Assessment at Little Hill
In April 2014 the Department for Education released 'Assessment Principles', a document outlining the core values all effective assessment systems should implement as part of the changes introduced with the 2014 National Curriculum.
'Government will not impose a single system for ongoing assessment’, it is up to schools to implement a system that can: ‘Give reliable information to parents about how their child, and their child’s school, is performing, help drive improvement for pupils and teachers and make sure the school is keeping up with external best practice and innovation.'
Our Philosophy on Assessment
Assessment should have a purpose at every level for everyone involved:
- Pupils should be given appropriate feedback on their learning from the formative assessments carried out by class teachers.

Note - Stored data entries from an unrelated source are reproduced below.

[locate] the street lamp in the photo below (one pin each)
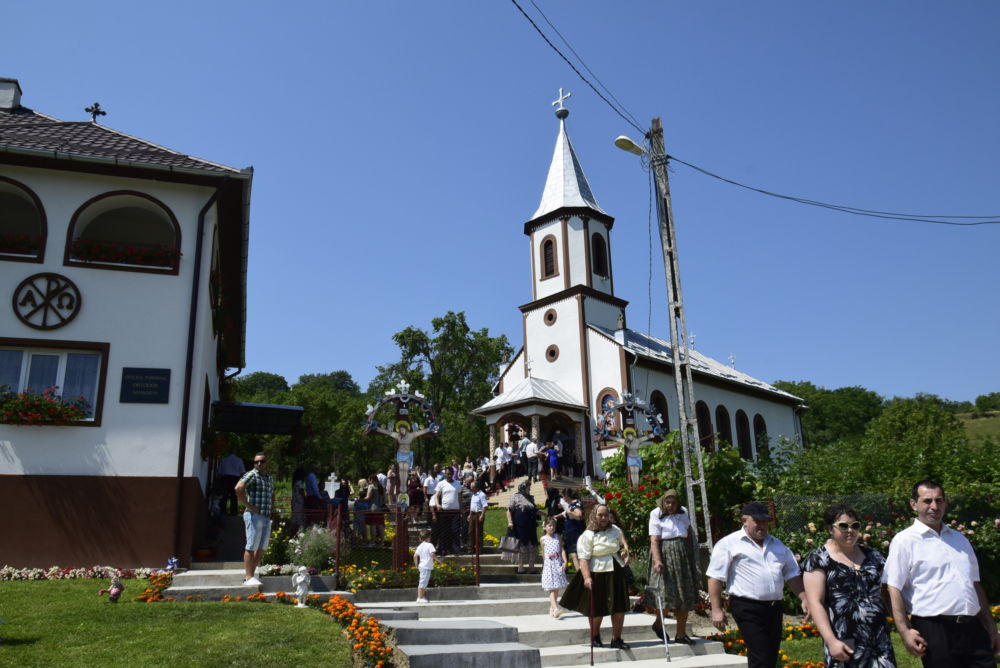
(680, 352)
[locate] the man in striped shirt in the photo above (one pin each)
(256, 492)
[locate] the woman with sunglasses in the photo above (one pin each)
(843, 583)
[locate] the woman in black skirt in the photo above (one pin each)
(672, 565)
(598, 589)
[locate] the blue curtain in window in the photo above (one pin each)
(42, 374)
(10, 369)
(81, 379)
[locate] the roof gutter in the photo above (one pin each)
(189, 370)
(79, 157)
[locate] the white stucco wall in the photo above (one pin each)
(565, 333)
(144, 318)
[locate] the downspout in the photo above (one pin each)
(189, 368)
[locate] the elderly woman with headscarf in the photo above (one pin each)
(599, 588)
(671, 565)
(522, 517)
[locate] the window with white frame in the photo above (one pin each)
(75, 374)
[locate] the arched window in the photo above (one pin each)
(760, 434)
(704, 417)
(124, 230)
(599, 252)
(722, 424)
(743, 435)
(550, 267)
(22, 223)
(659, 405)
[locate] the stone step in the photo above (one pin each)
(437, 609)
(567, 655)
(438, 594)
(492, 655)
(571, 628)
(693, 661)
(450, 632)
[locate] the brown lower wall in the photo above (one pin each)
(96, 520)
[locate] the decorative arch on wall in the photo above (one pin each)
(124, 230)
(760, 434)
(743, 435)
(723, 425)
(603, 397)
(706, 437)
(550, 259)
(23, 228)
(658, 403)
(599, 253)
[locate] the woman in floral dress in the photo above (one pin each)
(843, 583)
(553, 566)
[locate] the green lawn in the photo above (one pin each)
(812, 650)
(65, 623)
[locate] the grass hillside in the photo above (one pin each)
(986, 424)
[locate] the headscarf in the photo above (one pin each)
(522, 499)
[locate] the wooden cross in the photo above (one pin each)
(96, 111)
(562, 98)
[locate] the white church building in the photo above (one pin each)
(579, 356)
(123, 270)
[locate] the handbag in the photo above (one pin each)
(509, 547)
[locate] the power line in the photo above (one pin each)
(584, 64)
(891, 215)
(578, 73)
(618, 108)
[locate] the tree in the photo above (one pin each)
(834, 415)
(456, 368)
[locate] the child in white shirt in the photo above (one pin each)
(423, 558)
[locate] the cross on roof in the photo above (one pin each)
(95, 111)
(562, 98)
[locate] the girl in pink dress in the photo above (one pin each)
(554, 566)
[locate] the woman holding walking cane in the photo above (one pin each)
(672, 559)
(599, 589)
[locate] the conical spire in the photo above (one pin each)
(566, 185)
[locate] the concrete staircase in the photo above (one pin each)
(508, 625)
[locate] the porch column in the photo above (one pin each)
(493, 446)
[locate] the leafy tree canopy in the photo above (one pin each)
(834, 415)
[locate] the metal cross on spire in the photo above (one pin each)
(562, 111)
(95, 111)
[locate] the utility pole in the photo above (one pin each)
(690, 446)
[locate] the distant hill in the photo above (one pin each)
(987, 425)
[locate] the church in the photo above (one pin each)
(579, 358)
(123, 268)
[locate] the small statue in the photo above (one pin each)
(301, 582)
(114, 592)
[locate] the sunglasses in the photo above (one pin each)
(844, 526)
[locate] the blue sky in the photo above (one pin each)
(399, 147)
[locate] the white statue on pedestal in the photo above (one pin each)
(301, 582)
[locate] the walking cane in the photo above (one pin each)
(659, 609)
(590, 621)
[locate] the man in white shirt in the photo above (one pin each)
(932, 574)
(754, 567)
(449, 515)
(531, 453)
(477, 512)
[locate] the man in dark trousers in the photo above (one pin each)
(754, 567)
(932, 574)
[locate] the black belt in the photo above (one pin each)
(755, 601)
(950, 619)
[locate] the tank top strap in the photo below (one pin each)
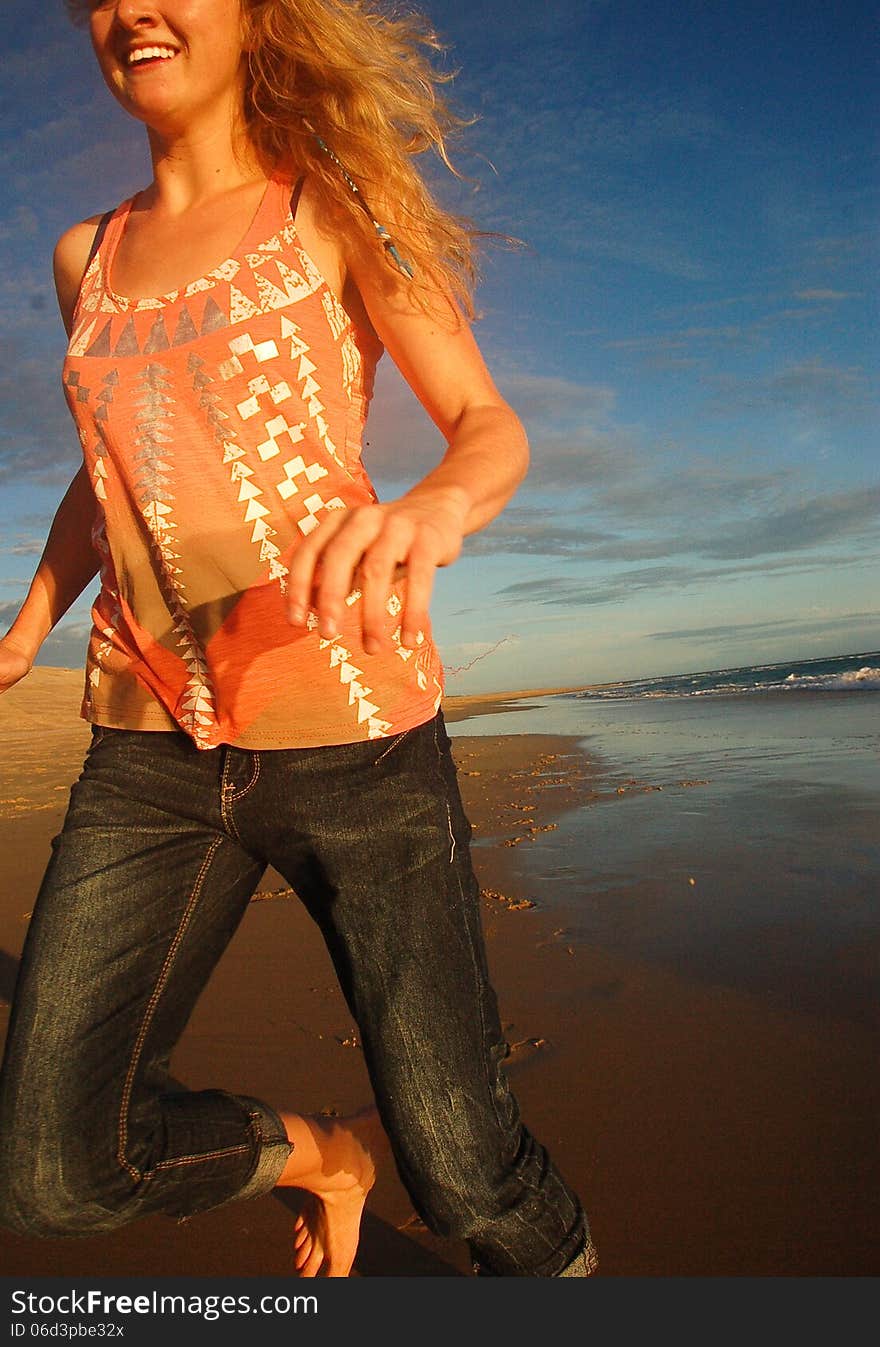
(295, 194)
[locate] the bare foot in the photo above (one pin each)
(333, 1160)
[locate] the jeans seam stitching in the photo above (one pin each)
(392, 745)
(227, 798)
(240, 795)
(144, 1025)
(475, 966)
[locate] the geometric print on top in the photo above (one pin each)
(218, 423)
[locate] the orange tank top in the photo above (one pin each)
(218, 424)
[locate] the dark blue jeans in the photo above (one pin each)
(161, 851)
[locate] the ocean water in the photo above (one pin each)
(736, 835)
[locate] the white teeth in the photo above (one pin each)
(150, 54)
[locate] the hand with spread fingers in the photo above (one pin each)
(369, 548)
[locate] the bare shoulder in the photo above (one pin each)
(69, 263)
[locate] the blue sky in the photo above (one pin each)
(689, 332)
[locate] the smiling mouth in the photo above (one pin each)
(148, 57)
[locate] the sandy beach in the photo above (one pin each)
(709, 1132)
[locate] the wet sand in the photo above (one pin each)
(709, 1132)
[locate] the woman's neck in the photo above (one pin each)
(194, 169)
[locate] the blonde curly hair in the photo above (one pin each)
(348, 92)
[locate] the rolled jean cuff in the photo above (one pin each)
(275, 1146)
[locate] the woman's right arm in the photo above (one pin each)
(69, 559)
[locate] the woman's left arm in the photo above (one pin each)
(485, 460)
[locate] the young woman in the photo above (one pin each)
(260, 678)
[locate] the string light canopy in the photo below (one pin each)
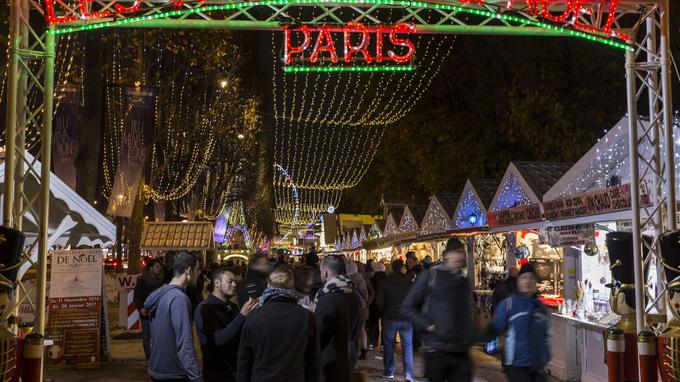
(328, 127)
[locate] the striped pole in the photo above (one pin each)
(133, 313)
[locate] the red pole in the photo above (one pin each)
(616, 347)
(647, 357)
(32, 358)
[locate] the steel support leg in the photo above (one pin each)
(635, 189)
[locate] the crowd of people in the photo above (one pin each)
(313, 320)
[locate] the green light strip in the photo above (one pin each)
(332, 69)
(402, 3)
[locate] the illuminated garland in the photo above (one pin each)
(406, 4)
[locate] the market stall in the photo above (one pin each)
(487, 251)
(516, 211)
(590, 203)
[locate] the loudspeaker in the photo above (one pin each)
(620, 247)
(11, 244)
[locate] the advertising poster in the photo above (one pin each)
(75, 307)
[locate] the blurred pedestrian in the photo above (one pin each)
(150, 280)
(338, 316)
(390, 298)
(173, 357)
(218, 325)
(413, 267)
(279, 340)
(361, 288)
(374, 313)
(440, 304)
(526, 321)
(256, 278)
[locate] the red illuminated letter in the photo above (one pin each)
(133, 8)
(289, 49)
(328, 46)
(85, 12)
(362, 47)
(51, 16)
(401, 28)
(378, 43)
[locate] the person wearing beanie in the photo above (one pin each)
(279, 339)
(525, 321)
(440, 305)
(374, 313)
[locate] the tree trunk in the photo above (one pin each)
(136, 228)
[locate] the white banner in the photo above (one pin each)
(76, 273)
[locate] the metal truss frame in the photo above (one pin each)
(32, 60)
(648, 74)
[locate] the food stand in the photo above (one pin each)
(590, 202)
(516, 211)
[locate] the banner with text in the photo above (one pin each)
(607, 200)
(75, 307)
(524, 214)
(65, 140)
(567, 235)
(137, 130)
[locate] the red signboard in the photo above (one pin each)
(602, 201)
(519, 215)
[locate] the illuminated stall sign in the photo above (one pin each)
(357, 43)
(523, 214)
(612, 199)
(558, 11)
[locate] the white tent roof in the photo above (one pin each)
(608, 157)
(78, 223)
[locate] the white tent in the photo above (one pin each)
(72, 220)
(605, 164)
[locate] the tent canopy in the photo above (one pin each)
(474, 200)
(77, 222)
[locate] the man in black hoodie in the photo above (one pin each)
(151, 279)
(218, 324)
(390, 297)
(256, 279)
(279, 339)
(338, 316)
(173, 357)
(440, 304)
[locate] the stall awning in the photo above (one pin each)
(173, 236)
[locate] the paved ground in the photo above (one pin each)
(128, 363)
(128, 366)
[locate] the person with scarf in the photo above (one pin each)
(338, 317)
(278, 340)
(151, 279)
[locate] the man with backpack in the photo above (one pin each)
(440, 305)
(526, 321)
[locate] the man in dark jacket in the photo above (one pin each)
(256, 279)
(338, 316)
(173, 357)
(440, 304)
(218, 324)
(504, 289)
(279, 339)
(151, 279)
(390, 297)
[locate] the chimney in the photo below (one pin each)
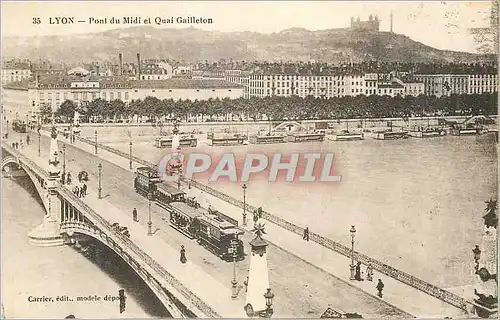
(120, 58)
(138, 66)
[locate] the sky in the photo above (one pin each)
(440, 24)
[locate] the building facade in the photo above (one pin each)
(54, 92)
(15, 71)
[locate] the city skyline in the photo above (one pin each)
(443, 25)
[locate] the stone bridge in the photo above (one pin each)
(67, 215)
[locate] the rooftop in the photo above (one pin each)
(54, 82)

- Class teachers should be able to use formative assessment to support planning and implementation of a curriculum designed to meet the needs of learners.
- Teachers and school leaders should be able to use assessment to help ensure that the pupils who need specified intervention are quickly identified, appropriately supported and monitored, so that all can fully achieve their potential and no one is left to struggle behind.
- School Leaders should be able to use summative assessment as a tool for monitoring the progress and attainment pupils make, to ensure the school is helping pupils achieve their potential.
- Parents should be able to get a clear and accurate sense of their child’s achievement and progress, as well as areas where they can support development.
- Governors should be able to use data to ensure the school is supporting pupils learning effectively.
- Schools can provide data for inspection teams to show how children are performing.
At Little Hill, the children complete the following national formal assessments:
- EYFS – Baseline Assessment
- Year 1 – Phonics Screen
- Year 2 – KS1 SATs
- Year 4 – Times Tables Assessment
- Year 6 – KS2 SATs
At the end of the summer term, in each year group, each child will either be working ‘below’, ‘at’ or ‘above’ their year group expectation. At the end of the autumn and spring terms, teachers will project where each child is ‘on track’ to achieve – this is communicated to parents.
Teachers create their assessments of the children they teach through a variety of methods used in their daily teaching. A sample of this includes:
- Written and/or verbal feedback
- Child interactions
- Knowledge collection activities
- Observations – adult input available with modelling
- Individual whiteboard work
- Peer and self-assessment
- Free-choice differentiation of activity
Each term, children undergo summative assessments which supplement the teacher’s assessment taken from their work in day-to-day lessons. Class teachers share assessment information with parents on a regular basis. This can be through parents’ evenings, Data Snapshot letters or other conversations as necessary. At any time, parents can request to have a conversation or meeting with their child's class teacher regarding their child's assessments, abilites and progress.